Progress on using ML for database tuning

See this article. I don’t think that Machine Learning will ever be able to replace (good) DBAs, but having a tool which suggests tuning based on real workload sounds great. It can be a valid help for DBAs.

More research on stored functions transformation

Stored functions are useful but slow. But see this paper. It seems it is possible to transform imperative programs to queries, improving the complexity by some orders of magnitude.

On a side note, MariaDB implemented a lot of syntax from Oracle for stored procedures. While this sounds like a precise commercial strategy, the technical improvement on this area is great. Still, what I’d like to see is better performance, as well as support for external languages.

Galera 4

Let me be clear, I didn’t read any announcement that Galera 4 will be released this year. But they announced exciting news over time, and still the new version isn’t here. At some point, it should be released (hopefully).

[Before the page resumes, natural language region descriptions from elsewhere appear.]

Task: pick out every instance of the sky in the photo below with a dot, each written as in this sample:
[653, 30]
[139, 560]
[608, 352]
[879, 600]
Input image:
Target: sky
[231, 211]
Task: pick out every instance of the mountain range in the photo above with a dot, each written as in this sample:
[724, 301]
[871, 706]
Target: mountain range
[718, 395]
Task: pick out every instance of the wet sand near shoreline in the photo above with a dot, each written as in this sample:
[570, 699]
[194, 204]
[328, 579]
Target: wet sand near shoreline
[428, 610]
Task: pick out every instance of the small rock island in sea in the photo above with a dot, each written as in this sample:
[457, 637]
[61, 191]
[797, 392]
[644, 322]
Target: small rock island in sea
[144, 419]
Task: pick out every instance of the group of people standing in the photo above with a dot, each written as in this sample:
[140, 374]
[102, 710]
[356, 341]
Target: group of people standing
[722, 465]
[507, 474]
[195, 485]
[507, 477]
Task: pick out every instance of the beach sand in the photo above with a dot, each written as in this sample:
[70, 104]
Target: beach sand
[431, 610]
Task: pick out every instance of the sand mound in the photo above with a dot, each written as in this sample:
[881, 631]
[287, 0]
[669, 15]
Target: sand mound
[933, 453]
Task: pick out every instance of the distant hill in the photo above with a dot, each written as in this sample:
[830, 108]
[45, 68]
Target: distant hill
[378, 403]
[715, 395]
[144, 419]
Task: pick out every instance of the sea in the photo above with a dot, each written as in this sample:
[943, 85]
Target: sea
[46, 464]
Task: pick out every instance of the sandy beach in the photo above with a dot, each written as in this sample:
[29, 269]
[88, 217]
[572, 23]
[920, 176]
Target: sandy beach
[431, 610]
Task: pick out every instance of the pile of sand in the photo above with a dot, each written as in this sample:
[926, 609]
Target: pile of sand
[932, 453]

Transactional DDL in the MySQL ecosystem

MySQL 8.0 has support for atomic DDL statements. They did it in a good way: it’s engine independent and, while it uses InnoDB information_schema tables, any engine is free to add support for this feature. They stated that this is the basis for transactional DDL, but we are not yet there. MariaDB has a task for transactional DDL.

EDIT: Thanks to Valerii Kravchuk for pointing me MDEV-11424 – Instant ALTER TABLE of failure-free record format changes. It is clearly worth adding it to my wishlist: please Maria, get it done!

Engines, engines, engines

RocksDB is great, please consolidate it. TokuDB can improve in many ways, please don’t stop investing on it. Next version of SPIDER will be in MariaDB 10.3, I hope that the development will be a bit more active in the future.

Don’t kill MyISAM. It is still useful in some cases. For Catawiki use cases, I find it better than InnoDB for temporary tables. Also JFG has a great use case example.

More progress on Tarantool and CockroachDB

Tarantool is a great database, originally NoSQL. It is extremely scriptable (actually it can be seen as a Lua application server) and its modules allow to read and write data from a wide variety of data sources, including MySQL replication. Recently, SQL support has been added.

CockroachDB is an open source RDBMS design to scale geographically. It uses distributed transaction. It also allows to tune the redundancy of data at table level and define replication zones.

Great conferences

I will be both at M18 (I’m not sponsored by my company, but I chosen to go anyway) and Percona Live. At M18 I will give a talk titled Somewhere between schema and schemaless. Of course I also submitted proposal for Percona Live, let’s see if they get accepted.